Novel polymorphic human UDP-glucuronosyltransferase (UGT) 2A3: Cloning functional characterization of enzyme variants comparative tissue expression and gene induction

摘要

UDP-glucuronosyltransferases (UGTs) are critical to the detoxification of numerous drugs, environmental pollutants, and endogenous molecules. However as yet not all of the human UGTs have been cloned and characterized. cDNA clones from the UGT2A3 gene (located on chromosome 4q13) were isolated using pooled human liver RNA. Approximately 10% of clones contained a c.1489A>G nucleotide substitution yielding proteins with a residue 497 alanine (UGT2A3.2) instead of a threonine (UGT2A3.1). The allele frequency of this polymorphism (rs13128286) was 0.13 in a European-American population as determined by direct DNA sequencing.

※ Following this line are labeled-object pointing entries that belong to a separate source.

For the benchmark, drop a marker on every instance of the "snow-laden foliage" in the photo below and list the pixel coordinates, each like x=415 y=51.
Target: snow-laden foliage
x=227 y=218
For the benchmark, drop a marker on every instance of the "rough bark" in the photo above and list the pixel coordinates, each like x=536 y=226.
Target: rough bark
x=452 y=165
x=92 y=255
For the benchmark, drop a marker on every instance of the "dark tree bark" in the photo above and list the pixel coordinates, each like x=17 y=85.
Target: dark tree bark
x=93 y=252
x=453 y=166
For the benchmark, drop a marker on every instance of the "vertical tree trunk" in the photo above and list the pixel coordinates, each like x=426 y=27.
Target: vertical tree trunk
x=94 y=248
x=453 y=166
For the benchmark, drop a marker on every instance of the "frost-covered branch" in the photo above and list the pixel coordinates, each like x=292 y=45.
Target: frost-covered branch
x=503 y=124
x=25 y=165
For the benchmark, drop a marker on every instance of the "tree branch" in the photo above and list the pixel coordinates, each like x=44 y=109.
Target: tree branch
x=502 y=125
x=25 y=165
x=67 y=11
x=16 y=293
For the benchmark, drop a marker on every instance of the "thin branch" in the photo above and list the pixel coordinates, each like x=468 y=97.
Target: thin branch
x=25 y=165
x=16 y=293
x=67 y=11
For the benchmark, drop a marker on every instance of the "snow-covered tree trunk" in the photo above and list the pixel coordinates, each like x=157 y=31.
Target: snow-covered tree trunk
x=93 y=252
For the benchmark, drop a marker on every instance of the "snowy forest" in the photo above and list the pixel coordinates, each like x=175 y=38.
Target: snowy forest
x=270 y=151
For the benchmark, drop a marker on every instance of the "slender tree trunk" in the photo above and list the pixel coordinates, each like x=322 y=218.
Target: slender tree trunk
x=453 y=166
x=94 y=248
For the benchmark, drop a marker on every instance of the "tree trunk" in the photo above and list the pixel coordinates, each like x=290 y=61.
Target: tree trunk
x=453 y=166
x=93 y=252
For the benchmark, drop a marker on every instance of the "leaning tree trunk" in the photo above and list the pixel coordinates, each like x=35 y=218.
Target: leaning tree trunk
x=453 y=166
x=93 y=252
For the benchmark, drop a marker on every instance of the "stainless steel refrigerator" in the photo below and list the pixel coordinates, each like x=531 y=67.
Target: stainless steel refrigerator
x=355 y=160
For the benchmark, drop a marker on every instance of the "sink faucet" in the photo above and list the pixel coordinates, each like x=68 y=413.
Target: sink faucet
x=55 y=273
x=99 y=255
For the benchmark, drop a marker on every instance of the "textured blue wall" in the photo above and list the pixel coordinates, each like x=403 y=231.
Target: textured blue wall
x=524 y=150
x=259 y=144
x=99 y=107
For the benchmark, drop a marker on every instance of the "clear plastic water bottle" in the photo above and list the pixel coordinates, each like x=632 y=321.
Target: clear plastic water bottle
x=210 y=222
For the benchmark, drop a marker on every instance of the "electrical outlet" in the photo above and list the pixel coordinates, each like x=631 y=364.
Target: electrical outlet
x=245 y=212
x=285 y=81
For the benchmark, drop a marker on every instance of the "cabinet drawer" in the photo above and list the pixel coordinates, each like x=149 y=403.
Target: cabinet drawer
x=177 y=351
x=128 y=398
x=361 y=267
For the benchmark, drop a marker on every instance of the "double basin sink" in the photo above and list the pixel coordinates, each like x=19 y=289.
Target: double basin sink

Of 81 structurally diverse glucuronidation substrates tested, UGT2A3 expressed by a baculovirus system selectively glucuronidated bile acids – particularly hyodeoxycholic acid at the 6-hydroxy position. Apparent Km values of UGT2A3.1 and UGT2A3.2 for hyodeoxycholic acid 6-glucuronidation were 69±7 and 44±12 µM, respectively. Of 29 different extrahepatic tissues evaluated by real-time PCR, UGT2A3 mRNA was most highly expressed in small intestine (160% of liver), colon (78% of liver) and adipose tissue (91% of liver). An in silico scan of the proximal UGT2A3 promoter/5’-regulatory region identified transcription factor consensus elements consistent with tissue selective expression in liver (HNF1), and intestine (CDX2), as well as induction by rifampicin (PXR). In LS180 human intestinal cells, rifampicin increased UGT2A3 mRNA by more than 4.5-fold compared with vehicle while levels were not significantly affected by the AhR ligand β-naphthoflavone. This is the first report establishing UGT2A3 as a functional enzyme, and represents significant progress toward the goal of having a complete set of recombinant human UGTs for comparative functional analyses.